The legal representative can also consider requesting that the young person is moved to appropriate accommodation (even within the detention centre) in the interim period. You may also wish to raise your concerns with the IRC and UKVI yourself alongside advising the young person to seek the assistance of a Solicitor, particularly if you have immediate safeguarding concerns.

It is also worth bearing in mind that some detainees do not really know how old they are, so if you have concerns that a person appears young in their demeanour and physical appearance, suggest they speak to a legal representative who can consider whether it is appropriate to request that the local authority undertake an age assessment of the young person so as to ensure that any necessary safeguards are met.

* Paragraph 16(2) of Schedule 2 of the Immigration Act 1971

Enforcement Instructions and Guidance (EIG) chapter 55.9.3.

EIG chapter 55.9.3.1

* Detention Services Order 14/2012: Care and Management of Age Dispute Cases in the Detention Estate

About the Author

Lucy Philps-Tate joined Duncan Lewis as a Consultant in September 2011, and undertakes Public Law, Immigration and Criminal work. Prior to this she was employed as an Immigration caseworker and latterly as a Solicitor in the Immigration and Public Law Departments between 2008 and 2011.

Lucy is qualified as a Level 2 Senior Caseworker under the Immigration and Asylum Accreditation Scheme and undertakes all forms of controlled work, including advocacy in asylum, immigration and deportation appeals. She has a particular interest in assisting unaccompanied minors who have recently entered the UK.

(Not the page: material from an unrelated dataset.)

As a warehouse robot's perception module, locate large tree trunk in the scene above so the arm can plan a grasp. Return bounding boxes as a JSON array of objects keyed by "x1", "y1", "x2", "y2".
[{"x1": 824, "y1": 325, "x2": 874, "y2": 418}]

Lucy has gained a broad range of experience whilst in the Public Law and Immigration Departments and amongst other Judicial Reviews has successfully dealt with urgent challenges to removal; challenges to refusals of Article 8 applications where no right of appeal has been granted; and challenges to the failure of the UK government to follow their own declared policies and to provide documents to successful applicants within a reasonable period of time.

Lucy has experience of representing a wide variety of clients, including vulnerable clients, minors, women who have been subjected to FGM (Female Genital Mutilation), the mentally ill, and clients who have been trafficked. She also successfully obtained on appeal, Refugee status for an Afghan national who had been employed by the British Armed Forces as an interpreter who was in the Detained Fast Track. He was also awarded damages for unlawful detention during the detained fast track process.

Lucy is Police Station Accredited, and can be instructed to advise and represent clients who have been arrested by police, and if required can continue to represent them at the Magistrates Court.